The phase structure of Einstein-Cartan theory

TL;DR

This paper investigates the phase structure of Einstein-Cartan gravity coupled to fermions, identifying three distinct phases based on four-fermion interaction strength and analyzing phase transitions and effective low-energy theories.

Contribution

It provides a detailed analysis of the phase diagram and critical points in Einstein-Cartan theory with fermions, revealing new phases and transition behaviors.

Findings

Identified three distinct fermion phases based on interaction strength.

Determined critical points for phase transitions between phases.

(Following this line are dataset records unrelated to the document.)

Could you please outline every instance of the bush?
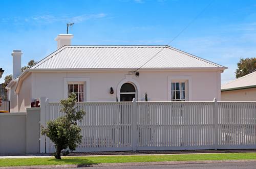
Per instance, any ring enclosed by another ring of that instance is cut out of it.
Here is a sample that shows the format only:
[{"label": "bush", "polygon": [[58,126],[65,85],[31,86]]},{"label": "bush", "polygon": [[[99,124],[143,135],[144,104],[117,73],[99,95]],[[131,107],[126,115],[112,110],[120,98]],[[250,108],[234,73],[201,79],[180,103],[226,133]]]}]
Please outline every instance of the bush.
[{"label": "bush", "polygon": [[81,128],[77,126],[77,122],[82,120],[86,112],[83,110],[77,110],[76,101],[74,94],[70,95],[67,99],[61,100],[60,112],[64,115],[49,121],[47,127],[41,126],[41,134],[46,135],[55,145],[54,156],[56,159],[61,159],[60,155],[63,150],[63,154],[67,155],[69,150],[75,150],[82,142]]}]

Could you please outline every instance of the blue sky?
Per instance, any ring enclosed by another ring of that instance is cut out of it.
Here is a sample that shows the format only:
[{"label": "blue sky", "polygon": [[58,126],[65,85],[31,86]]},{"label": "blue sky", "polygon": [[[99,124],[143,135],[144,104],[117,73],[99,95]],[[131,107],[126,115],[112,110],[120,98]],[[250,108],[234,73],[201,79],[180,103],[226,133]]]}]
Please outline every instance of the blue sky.
[{"label": "blue sky", "polygon": [[[210,2],[2,0],[0,68],[12,73],[13,49],[23,66],[52,52],[68,22],[73,45],[166,45]],[[234,79],[240,58],[256,57],[256,1],[214,1],[169,45],[228,67],[222,83]]]}]

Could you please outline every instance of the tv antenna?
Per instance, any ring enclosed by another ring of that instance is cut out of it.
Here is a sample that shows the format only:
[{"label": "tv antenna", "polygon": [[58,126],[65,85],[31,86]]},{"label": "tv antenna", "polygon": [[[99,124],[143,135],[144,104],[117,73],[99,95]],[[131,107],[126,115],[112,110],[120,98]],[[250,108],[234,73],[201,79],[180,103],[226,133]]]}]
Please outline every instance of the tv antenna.
[{"label": "tv antenna", "polygon": [[75,23],[67,23],[67,34],[69,34],[69,27],[73,25]]}]

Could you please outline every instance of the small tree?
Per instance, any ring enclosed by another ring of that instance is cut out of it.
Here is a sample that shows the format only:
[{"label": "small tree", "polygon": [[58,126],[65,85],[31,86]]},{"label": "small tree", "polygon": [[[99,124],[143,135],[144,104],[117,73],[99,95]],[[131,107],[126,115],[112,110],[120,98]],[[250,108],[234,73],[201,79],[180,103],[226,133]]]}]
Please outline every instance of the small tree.
[{"label": "small tree", "polygon": [[67,99],[61,100],[60,112],[64,114],[62,117],[47,123],[47,127],[42,126],[41,134],[46,135],[55,144],[56,159],[61,159],[60,153],[65,150],[67,154],[69,150],[75,150],[82,142],[81,128],[77,126],[77,121],[81,121],[86,112],[83,110],[77,110],[75,106],[76,96],[71,94]]},{"label": "small tree", "polygon": [[236,77],[239,78],[256,71],[256,58],[241,59],[237,65]]},{"label": "small tree", "polygon": [[34,60],[31,60],[28,63],[28,66],[24,66],[22,68],[22,71],[24,72],[26,69],[30,68],[31,66],[32,66],[36,63],[36,62],[35,62]]}]

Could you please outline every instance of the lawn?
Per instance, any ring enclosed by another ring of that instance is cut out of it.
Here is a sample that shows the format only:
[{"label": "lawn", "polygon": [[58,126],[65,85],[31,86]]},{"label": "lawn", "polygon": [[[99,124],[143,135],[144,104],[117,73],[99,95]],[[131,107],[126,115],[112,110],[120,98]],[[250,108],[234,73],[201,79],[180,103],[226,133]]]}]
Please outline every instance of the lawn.
[{"label": "lawn", "polygon": [[54,158],[0,159],[0,166],[58,164],[92,164],[102,163],[192,160],[256,159],[256,153],[190,154],[155,155],[101,156]]}]

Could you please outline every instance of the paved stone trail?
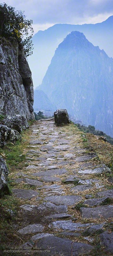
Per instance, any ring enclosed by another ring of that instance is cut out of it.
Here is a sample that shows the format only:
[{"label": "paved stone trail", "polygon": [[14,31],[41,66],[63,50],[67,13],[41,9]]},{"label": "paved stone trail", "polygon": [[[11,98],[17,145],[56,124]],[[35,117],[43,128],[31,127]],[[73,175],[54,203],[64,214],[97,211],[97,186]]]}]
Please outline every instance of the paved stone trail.
[{"label": "paved stone trail", "polygon": [[27,166],[15,181],[31,187],[13,189],[23,200],[17,231],[26,237],[23,250],[40,247],[29,252],[39,256],[112,255],[113,206],[108,202],[113,190],[105,191],[100,178],[106,167],[96,164],[95,154],[81,148],[79,134],[64,132],[53,121],[30,129]]}]

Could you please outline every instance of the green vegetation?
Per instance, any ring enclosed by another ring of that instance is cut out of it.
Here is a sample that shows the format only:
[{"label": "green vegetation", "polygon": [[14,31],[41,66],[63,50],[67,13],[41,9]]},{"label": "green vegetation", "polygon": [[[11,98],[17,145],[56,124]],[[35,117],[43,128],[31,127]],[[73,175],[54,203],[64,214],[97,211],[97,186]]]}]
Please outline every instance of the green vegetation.
[{"label": "green vegetation", "polygon": [[3,115],[0,115],[0,121],[2,121],[5,117],[5,116]]},{"label": "green vegetation", "polygon": [[32,20],[26,20],[24,12],[16,11],[5,3],[0,4],[0,36],[15,38],[19,44],[23,46],[27,57],[32,54],[33,49],[32,23]]},{"label": "green vegetation", "polygon": [[81,125],[79,124],[76,124],[75,125],[81,131],[84,132],[86,133],[92,133],[94,135],[96,135],[97,136],[102,136],[103,137],[106,137],[107,142],[109,142],[112,145],[113,145],[113,138],[108,135],[107,135],[106,133],[104,133],[102,131],[96,130],[95,126],[92,125],[86,126],[85,125]]},{"label": "green vegetation", "polygon": [[45,119],[46,118],[46,116],[44,116],[43,112],[39,111],[37,114],[34,112],[35,120],[40,120],[41,119]]}]

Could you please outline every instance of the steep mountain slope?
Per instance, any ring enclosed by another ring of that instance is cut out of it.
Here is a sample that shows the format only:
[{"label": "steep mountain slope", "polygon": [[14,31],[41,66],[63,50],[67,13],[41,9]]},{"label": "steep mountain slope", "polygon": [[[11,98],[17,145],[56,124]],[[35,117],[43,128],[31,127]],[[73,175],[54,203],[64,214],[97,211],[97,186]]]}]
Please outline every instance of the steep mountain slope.
[{"label": "steep mountain slope", "polygon": [[42,90],[34,91],[33,108],[34,111],[39,110],[52,111],[53,113],[57,108],[55,105],[51,102],[47,95]]},{"label": "steep mountain slope", "polygon": [[113,85],[112,58],[75,31],[59,45],[39,87],[58,108],[112,136]]},{"label": "steep mountain slope", "polygon": [[22,47],[0,37],[0,114],[34,118],[32,73]]},{"label": "steep mountain slope", "polygon": [[67,34],[75,30],[83,32],[95,46],[98,45],[113,57],[113,16],[95,24],[56,24],[44,31],[39,31],[33,37],[34,49],[29,60],[35,87],[42,83],[59,44]]}]

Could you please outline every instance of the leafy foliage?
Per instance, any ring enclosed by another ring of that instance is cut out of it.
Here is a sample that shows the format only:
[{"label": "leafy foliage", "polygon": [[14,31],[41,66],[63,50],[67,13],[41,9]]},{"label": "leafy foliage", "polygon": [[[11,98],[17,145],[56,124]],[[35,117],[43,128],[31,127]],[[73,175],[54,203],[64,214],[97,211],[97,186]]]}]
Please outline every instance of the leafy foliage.
[{"label": "leafy foliage", "polygon": [[75,125],[81,131],[85,132],[92,133],[94,135],[96,135],[98,136],[103,136],[104,137],[106,137],[107,141],[110,143],[110,144],[113,145],[113,138],[109,135],[107,135],[106,133],[104,133],[102,131],[96,130],[95,126],[92,125],[88,125],[88,126],[85,126],[85,125],[81,125],[79,124],[76,124]]},{"label": "leafy foliage", "polygon": [[43,112],[41,112],[41,111],[39,111],[37,114],[34,112],[34,114],[36,120],[40,120],[40,119],[44,119],[46,118],[46,117],[44,115]]},{"label": "leafy foliage", "polygon": [[5,3],[0,4],[0,36],[6,38],[15,37],[18,43],[23,45],[25,56],[27,57],[32,53],[31,39],[33,30],[32,26],[32,20],[26,20],[24,13],[16,11],[15,8]]},{"label": "leafy foliage", "polygon": [[0,122],[2,120],[3,120],[3,119],[5,117],[5,116],[4,116],[3,115],[0,115]]}]

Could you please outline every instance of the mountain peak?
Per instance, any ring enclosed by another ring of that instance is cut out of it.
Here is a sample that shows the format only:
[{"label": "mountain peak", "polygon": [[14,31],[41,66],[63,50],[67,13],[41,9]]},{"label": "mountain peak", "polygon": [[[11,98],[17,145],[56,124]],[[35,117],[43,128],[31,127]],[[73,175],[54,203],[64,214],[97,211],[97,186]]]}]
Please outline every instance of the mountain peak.
[{"label": "mountain peak", "polygon": [[59,108],[112,136],[113,74],[113,60],[73,31],[56,50],[40,89]]}]

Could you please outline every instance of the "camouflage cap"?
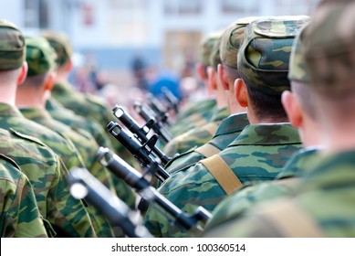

Discussed the low-energy effective theory in the scaling-invariant region.

Abstract

In the Einstein-Cartan theory of torsion-free gravity coupling to massless fermions, the four-fermion interaction is induced and its strength is a function of the gravitational and gauge couplings, as well as the Immirzi parameter. We study the dynamics of the four-fermion interaction to determine whether effective bilinear terms of massive fermion fields are generated. Calculating one-particle-irreducible two-point functions of fermion fields, we identify three different phases and two critical points for phase transitions characterized by the strength of four-fermion interaction: (1) chiral symmetric phase for massive fermions in strong coupling regime; (2) chiral symmetric broken phase for massive fermions in intermediate coupling regime; (3) chiral symmetric phase for massless fermions in weak coupling regime. We discuss the scaling-invariant region for an effective theory of massive fermions coupled to torsion-free gravity in the {\it low-energy limit}.